Seventy-three-year-old Arlene Krejci said talking to her adult children about how she wants to die reminded her of the conservation she had with them years ago about the birds and the bees.
“It was the same thing as talking to your children about sex. ... You don’t wait until your child is 15 to have the conversation. You have the conversation as they’re coming up. It’s easier,” said Krejci, who lives on James Island and volunteers at the Lowcountry Senior Center. “We had the conversation (about death) while I’m fine and healthy. Don’t wait until I’m sucking on the oxygen tank or whatever because then it’s a shock.”

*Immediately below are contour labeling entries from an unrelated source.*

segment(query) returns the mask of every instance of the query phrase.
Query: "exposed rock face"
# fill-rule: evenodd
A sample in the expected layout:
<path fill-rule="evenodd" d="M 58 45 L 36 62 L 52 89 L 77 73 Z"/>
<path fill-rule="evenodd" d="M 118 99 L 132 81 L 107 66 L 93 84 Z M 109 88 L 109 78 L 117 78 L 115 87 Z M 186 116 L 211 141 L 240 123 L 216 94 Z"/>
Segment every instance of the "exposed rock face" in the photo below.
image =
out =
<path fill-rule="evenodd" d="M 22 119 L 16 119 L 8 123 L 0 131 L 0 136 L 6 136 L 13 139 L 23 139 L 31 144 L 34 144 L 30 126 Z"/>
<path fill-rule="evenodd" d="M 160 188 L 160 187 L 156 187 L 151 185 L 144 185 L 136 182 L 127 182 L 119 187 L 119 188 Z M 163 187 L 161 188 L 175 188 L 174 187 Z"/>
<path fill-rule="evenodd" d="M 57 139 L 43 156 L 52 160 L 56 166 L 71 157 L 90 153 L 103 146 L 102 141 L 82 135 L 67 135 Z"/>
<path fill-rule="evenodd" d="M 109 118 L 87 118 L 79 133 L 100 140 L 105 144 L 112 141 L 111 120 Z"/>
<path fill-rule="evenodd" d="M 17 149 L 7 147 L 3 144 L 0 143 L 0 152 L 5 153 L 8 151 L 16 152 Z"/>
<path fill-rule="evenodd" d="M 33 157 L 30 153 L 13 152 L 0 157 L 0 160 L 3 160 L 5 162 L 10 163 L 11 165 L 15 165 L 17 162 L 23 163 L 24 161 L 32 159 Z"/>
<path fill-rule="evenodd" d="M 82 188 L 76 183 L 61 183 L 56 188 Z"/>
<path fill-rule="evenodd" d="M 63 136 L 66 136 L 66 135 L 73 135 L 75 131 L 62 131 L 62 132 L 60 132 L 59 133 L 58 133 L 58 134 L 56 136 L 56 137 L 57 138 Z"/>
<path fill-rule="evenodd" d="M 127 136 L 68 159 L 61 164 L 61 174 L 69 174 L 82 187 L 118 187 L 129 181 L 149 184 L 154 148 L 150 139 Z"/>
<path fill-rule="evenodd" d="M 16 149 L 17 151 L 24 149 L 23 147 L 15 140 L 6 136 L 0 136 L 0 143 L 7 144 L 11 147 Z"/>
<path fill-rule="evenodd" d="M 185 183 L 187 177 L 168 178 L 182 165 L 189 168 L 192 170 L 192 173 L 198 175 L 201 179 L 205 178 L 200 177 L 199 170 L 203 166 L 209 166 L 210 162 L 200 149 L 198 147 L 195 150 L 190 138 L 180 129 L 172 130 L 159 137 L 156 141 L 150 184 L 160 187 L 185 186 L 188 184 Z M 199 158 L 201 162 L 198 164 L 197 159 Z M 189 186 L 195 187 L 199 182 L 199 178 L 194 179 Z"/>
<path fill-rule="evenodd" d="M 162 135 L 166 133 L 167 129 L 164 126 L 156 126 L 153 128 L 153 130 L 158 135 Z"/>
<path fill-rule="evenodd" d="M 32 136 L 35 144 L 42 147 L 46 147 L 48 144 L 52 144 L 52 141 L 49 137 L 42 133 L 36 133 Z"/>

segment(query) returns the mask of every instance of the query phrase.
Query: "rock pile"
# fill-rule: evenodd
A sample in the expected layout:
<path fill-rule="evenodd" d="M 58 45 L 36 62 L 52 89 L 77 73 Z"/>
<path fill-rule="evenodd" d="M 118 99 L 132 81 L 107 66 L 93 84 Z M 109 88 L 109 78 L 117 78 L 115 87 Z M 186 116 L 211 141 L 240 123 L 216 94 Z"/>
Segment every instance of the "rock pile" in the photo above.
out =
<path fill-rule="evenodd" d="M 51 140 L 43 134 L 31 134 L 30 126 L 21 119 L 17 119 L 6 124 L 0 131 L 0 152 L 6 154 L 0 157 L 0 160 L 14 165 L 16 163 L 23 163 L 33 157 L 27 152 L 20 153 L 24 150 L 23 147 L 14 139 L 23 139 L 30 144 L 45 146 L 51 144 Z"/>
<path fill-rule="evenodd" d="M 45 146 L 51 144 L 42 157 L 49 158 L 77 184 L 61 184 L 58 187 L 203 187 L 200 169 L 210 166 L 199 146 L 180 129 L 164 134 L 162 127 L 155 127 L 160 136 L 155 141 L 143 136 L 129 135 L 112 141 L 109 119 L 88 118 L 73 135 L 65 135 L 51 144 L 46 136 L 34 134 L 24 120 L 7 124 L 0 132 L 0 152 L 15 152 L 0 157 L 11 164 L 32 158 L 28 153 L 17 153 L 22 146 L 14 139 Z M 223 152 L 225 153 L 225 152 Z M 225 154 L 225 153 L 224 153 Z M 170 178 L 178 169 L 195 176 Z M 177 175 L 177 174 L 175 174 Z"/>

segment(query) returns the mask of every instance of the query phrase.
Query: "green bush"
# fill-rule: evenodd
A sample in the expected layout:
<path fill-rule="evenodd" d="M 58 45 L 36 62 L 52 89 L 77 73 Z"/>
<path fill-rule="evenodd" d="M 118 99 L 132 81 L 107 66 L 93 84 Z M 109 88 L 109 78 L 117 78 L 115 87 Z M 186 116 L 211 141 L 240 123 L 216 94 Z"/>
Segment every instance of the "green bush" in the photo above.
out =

Krejci contends that this end-of-life discussion was necessary, but not very difficult. She’s in the minority.
Various reports indicate only a quarter to a third of adults in this country have laid out their wishes in an “advanced care directive,” a document that details, among other things, the health care interventions that they want in their final days.
Six years ago, lawmakers tried to prioritize this type of end-of-life planning in the federal Affordable Care Act, but the debate quickly devolved into mudslinging as tea party politicians accused the law’s proponents of sanctioning government-run “death panels.”
“The medical community was very frustrated at that time because this is a good thing, but it got demonized and politicized, and when that happened, you can’t do anything about it,” said Dr. Pat Cawley, Medical University Hospital’s executive director. “You have to retreat.”
Now, Cawley, and others, are hopeful that the country is ready to move past this inflammatory rhetoric. Medicare announced earlier this month that it will start paying doctors to provide “advanced care planning” for beneficiaries on Jan. 1.
The appointments — during which physicians will basically discuss with their patients how they’d like to spend their dying days — will be voluntary for some 55 million Americans who qualify for Medicare. The federal government technically already pays doctors to provide this service, but only during a patient’s “Welcome to Medicare” visit.
“They may not need these services when they first enroll,” the federal Centers for Medicare & Medicaid acknowledged in a press release about the new policy. The upcoming change will allow patients and their doctors to discuss advanced-care planning when it’s most convenient for both of them.
“It’s hugely ground-breaking,” said Dr. Scott Lake, director of palliative medicine and post-acute care for Roper St. Francis. “We have traditionally paid for inventions like MRIs and chemotherapy and all these other kinds of things, and now we’re saying having conversations about what the patients’ wishes and goals are is equally as important as some of the other interventions we might do.”
These conversations will likely cover the types of treatments patients want to forgo at the end; how long, if at all, patients want to survive on life-support; and whether they’d like to die at a hospital, at a hospice center or at home.
Betty Ochoa, 82, who lives in West Ashley, said she has seen friends die in all three settings.
“Most of them, though, have done it in hospice, which seems to me, in today’s time, the ideal way — not to be hooked up to 10,000 medications and tubes and have that hospital bill just climb up exorbitantly,” Ochoa said. “That’s one thing I definitely don’t want to have.”
Ochoa wrote down her end-of-life decisions in a document that she shared with her daughter and her family doctor.
“I’m very realistic,” she said. “And having seen what had happened to different people, and living in Charleston alone, I made up my mind to make sure everyone who needed to be informed was duly informed.”
While her doctor was “delighted” to have this conversation, Ochoa recalled, other physicians may be more reluctant. Some medical professionals aren’t always comfortable talking about death with healthy patients — nor are all of them trained very well to do it.
A report published earlier this year by the Institute of Medicine, called “Dying in America,” explains that few medical educators teach the communication skills needed for physicians to provide “good end-of-life care.”
“The conversation, first of all, is a very, very hard conversation. ... Not every doctor at MUSC is good at that conversation,” Cawley said. “Some people are naturally gifted at it, but I would say the vast majority of people who do it — and do it well — have gotten training.”
Lake said this may be one of the drawbacks to the new Medicare reimbursement policy. Just because the federal government is prepared to pay physicians to facilitate more of these end-of-life health care conversations with their Medicare patients, physicians may need time to catch up.
“These conversations take time and the resulting document — or whatever you come out with — is only as good as the quality of the conversation that you have had,” Lake said. “I don’t know that all physicians are ready to have an experienced conservation with the patient and their family members.”
The Centers for Medicare & Medicaid have proposed reimbursing doctors $86 for the first 30 minutes of an “advanced care planning” consultation with a Medicare patient, and $75 for every 30-minute block after that, Lake said.
The new policy is open for public comment at cms.gov.